Düzeltme isteğinin süresi içinde olduğu anlaşıldıktan sonra dosyadaki bütün kağıtlar okunup gereği düşünüldü:
Y A R G I T A Y K A R A R I
Davacı vekili mahkememize verdiği dava dilekçesinde, muris ... (...)"nın 07/05/1998 tarihinde çocuksuz ve dul olarak vefat ettiğini, vefatından 4 ay evvel ... 3 Noterliğinin 14/01/1998 tarih ve 02318 yevmiye numaralı düzenleme şeklinde vasiyetname ile müvekkili ... lehine vasiyetname düzenlendiğini, vasiyetnamenin ... 1. Sulh Hukuk Mahkemesinin 1998/764 Esas, 1998/1364 Karar sayılı dosyada okunduğunu, ... 4. Asliye Hukuk Mahkemesinin 1999/101 Esas, 2000/867 Karar sayılı dosya ile vasiyetnamenin tenfizi davası açıldığını, Maliye Hazinesinin çocuksuz ve dul vefat eden murisin tüm mirasının hazineye devri için vasiyetnamenin iptalini istediğini ve tenfiz davası ile birleşen bu davada mahkemenin iptal talebini reddederek vasiyetnamenin tenfizine karar verdiğini, ... 1. Sulh Hukuk Mahkemesinin 2003/1036 Esas, 2003/1370 Karar sayılı karar ile müvekkilinin murisin tek ve kanuni mirasçısı olduğunun belgelendiğini, murisin Türkiye Cumhuriyetinde mal varlığı olmadığını, murisin bütün mal varlığının Bulgaristan"da olduğunu, vasiyetnameden murisin Bulgaristan"daki malvarlığını vasiyet ettiğinin anlaşıldığını, murisin vefatından önce Bulgaristan"daki gayrimenkullerin satılması için avukata ve müvekkilinin annesi ... ..."ya özel vekaletname verdiğini, davalıların vasiyetnameye rağmen vukuatlı nüfus kayıt örneğinde vasiyetin gözükmemesi nedeniyle Kadıköy 1. Sulh Hukuk Mahkemesinin 2000/80 Esas, 2001/1162 Karar sayılı ilamı ile veraset ilamı çıkarttıklarını ve Bulgaristan"da murise ait mal varlıklarını usulsüz olarak sattıklarını ve satmaya devam ettiklerini belirterek, murisin müvekkiline Bulgaristan"da bulunan malvarlığını vasiyet edip etmediğinin tespitine karar verilmesini talep ve dava etmiştir.

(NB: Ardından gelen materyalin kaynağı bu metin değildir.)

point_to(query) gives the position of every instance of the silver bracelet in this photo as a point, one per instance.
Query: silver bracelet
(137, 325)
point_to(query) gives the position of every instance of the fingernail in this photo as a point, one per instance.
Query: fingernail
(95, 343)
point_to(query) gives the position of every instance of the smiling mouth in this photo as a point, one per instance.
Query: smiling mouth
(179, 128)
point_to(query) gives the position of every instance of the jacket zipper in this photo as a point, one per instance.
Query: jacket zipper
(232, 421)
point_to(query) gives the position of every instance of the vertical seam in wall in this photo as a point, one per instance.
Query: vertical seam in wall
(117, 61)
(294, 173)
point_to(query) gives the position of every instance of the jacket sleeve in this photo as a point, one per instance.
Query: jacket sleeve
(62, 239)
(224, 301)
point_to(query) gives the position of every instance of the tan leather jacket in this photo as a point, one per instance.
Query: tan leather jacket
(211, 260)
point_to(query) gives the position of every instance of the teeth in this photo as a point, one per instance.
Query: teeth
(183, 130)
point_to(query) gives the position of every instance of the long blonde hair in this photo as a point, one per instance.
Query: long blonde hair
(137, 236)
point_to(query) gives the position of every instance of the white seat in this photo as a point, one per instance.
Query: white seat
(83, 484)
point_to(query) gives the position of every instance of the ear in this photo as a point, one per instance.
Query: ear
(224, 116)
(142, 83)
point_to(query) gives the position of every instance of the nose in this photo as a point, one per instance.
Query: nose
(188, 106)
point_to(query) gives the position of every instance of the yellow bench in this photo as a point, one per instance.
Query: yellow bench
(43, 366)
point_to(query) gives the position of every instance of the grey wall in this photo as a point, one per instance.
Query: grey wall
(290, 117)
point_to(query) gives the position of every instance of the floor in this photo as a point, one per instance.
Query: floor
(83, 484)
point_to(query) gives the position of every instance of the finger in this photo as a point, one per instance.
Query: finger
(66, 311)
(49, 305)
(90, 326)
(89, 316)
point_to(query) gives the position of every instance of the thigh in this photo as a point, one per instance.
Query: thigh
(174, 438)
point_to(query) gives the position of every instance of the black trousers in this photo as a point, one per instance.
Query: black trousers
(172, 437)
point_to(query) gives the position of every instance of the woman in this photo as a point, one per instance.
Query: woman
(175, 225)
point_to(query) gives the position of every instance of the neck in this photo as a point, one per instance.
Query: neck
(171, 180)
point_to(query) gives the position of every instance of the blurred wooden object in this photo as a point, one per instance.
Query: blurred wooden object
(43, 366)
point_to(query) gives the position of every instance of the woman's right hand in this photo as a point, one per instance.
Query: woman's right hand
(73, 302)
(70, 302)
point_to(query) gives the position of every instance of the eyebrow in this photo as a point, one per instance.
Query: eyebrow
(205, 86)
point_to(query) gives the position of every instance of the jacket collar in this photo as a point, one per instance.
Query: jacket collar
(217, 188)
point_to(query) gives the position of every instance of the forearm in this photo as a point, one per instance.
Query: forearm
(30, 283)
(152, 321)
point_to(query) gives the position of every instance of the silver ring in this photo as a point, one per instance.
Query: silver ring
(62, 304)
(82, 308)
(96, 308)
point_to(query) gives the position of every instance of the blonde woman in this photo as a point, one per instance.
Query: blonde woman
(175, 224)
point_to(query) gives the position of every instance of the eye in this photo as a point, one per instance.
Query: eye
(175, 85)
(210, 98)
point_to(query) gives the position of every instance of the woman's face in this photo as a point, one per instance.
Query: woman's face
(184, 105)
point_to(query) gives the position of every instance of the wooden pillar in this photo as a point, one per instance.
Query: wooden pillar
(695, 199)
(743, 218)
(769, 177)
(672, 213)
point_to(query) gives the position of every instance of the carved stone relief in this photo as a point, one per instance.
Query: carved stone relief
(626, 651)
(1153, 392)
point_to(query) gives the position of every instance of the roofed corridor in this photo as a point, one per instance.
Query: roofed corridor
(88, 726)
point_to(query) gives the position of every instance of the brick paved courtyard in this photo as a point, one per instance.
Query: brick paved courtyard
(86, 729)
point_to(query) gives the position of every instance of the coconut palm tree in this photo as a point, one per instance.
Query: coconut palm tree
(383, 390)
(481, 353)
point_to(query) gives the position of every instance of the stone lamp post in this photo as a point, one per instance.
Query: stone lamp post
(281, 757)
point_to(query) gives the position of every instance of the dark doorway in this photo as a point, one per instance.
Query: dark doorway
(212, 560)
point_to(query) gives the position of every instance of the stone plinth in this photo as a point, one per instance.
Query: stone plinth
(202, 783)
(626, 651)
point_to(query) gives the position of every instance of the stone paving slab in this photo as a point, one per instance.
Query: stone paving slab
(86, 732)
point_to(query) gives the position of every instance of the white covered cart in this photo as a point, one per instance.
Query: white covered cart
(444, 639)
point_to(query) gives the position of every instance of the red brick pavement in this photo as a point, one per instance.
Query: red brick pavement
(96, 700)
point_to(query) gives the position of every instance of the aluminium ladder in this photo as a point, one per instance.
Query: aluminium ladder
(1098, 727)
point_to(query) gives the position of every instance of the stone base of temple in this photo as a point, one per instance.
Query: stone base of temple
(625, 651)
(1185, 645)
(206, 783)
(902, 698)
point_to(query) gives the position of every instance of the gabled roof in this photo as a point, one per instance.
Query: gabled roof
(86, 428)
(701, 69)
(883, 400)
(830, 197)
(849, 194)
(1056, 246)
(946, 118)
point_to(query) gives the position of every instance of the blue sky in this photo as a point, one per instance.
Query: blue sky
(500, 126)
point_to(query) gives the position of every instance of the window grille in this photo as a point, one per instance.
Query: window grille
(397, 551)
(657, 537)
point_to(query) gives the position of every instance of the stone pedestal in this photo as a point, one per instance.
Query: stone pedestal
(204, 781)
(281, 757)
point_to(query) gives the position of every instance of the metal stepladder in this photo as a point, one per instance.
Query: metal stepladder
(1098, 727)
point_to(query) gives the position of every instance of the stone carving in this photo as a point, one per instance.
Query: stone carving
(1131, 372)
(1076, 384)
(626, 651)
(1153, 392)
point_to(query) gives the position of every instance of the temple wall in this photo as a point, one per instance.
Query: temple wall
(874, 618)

Davalı ... vekili cevap dilekçesinde, davacının vasiyetnameyi öğrendiği tarihten itibaren 17 yıl geçtiğini belirterek zamanaşımı itirazında bulumuş, murisin vasiyetnamede açık seçik Türkiye"de ki malvarlığını vasiyet ettiğini, vasiyetnamede yer alan tereddütsüz bir ifadeyi vasiyetname dışı olgularla değişik bir anlamda yorumlamaya kalkışmanın mümkün olmadığını, murisin asıl arzusunun davalının annesine verdiği vekaletname ile Bulgaristan"daki malları satmak olduğunun aşikar olduğunu, davacının vasiyetnamenin gerçeğe aykırı tercümesini yaptırarak gayrimenkulleri üzerine tescil ettirmeye çalıştığını, ancak başarılı olamadığını belirterek davanın reddini talep etmiştir.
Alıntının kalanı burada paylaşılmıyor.